Gensim library enables us to develop word embeddings.Gensim gives you an option to choose the either CBOW or Skipgram while training your own embeddings.(Default is CBOW). Along with it, Gensim also has a directory of pretrained embeddings which are trained on several documents like wiki pages, google news, twitter tweets etc. In this example, we will be using a pretrained embedding based on Google News corpus (3 billion running words) word vector model (3 million 300-dimension English word vectors). 

Ok enough of definitions.
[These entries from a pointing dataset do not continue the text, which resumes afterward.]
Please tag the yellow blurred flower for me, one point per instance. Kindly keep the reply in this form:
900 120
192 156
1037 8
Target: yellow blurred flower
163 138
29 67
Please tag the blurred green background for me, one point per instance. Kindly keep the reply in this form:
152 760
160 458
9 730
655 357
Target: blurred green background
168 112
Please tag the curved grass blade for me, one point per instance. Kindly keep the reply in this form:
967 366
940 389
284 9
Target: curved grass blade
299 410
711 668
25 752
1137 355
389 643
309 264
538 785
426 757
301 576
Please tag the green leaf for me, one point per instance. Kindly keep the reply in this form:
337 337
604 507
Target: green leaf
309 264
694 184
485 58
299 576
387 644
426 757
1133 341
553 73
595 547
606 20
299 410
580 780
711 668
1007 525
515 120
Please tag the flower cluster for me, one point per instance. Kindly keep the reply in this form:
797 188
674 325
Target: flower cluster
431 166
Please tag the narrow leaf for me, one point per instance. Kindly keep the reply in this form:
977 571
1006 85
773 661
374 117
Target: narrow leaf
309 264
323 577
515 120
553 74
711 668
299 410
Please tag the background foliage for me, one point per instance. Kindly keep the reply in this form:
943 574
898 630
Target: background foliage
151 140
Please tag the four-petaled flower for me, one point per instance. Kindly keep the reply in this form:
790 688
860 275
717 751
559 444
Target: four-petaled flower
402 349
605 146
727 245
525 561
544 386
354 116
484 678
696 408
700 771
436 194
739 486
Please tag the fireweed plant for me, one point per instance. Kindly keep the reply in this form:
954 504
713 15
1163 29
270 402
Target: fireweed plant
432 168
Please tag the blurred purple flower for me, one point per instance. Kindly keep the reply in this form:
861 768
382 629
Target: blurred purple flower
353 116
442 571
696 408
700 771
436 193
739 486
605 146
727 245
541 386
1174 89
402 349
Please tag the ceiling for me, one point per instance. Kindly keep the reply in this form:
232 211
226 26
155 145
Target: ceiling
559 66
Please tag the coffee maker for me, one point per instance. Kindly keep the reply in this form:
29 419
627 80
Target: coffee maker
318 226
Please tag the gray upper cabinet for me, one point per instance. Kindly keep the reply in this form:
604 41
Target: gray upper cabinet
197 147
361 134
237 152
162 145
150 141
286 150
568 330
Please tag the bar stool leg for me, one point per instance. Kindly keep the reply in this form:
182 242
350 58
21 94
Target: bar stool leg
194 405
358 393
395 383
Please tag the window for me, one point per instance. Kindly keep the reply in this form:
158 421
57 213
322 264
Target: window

Let's dive into the code

### Table of Contents:
[1. Importing Libraries](#1)

[2. Reading Dataset](#2)

[3. Basic preprocessing](#3)

[4. Load pretrained embeddings](#4)

[5. Convert text inputs to embeddings using pretrained models](#5)

[6. Train and Validate a Multi-Output Classifier](#6)

[7. Predicting and Submitting for Test Data](#7)

[8. TODOs](#8)

**N.B.: I haven't covered Logistic Regression and Feature Importance/ Model Intrepretation in this notebook as I have covered it in the last notebook : https://www.kaggle.com/anirbansen3027/jtcc-bag-of-words**

## 1. Importing Libraries <a class="anchor" id="1"></a>

In [1]:
!pip install ipython-autotime 

import numpy as np # linear algebra
import pandas as pd # data processing, CSV file I/O (e.g. pd.read_csv)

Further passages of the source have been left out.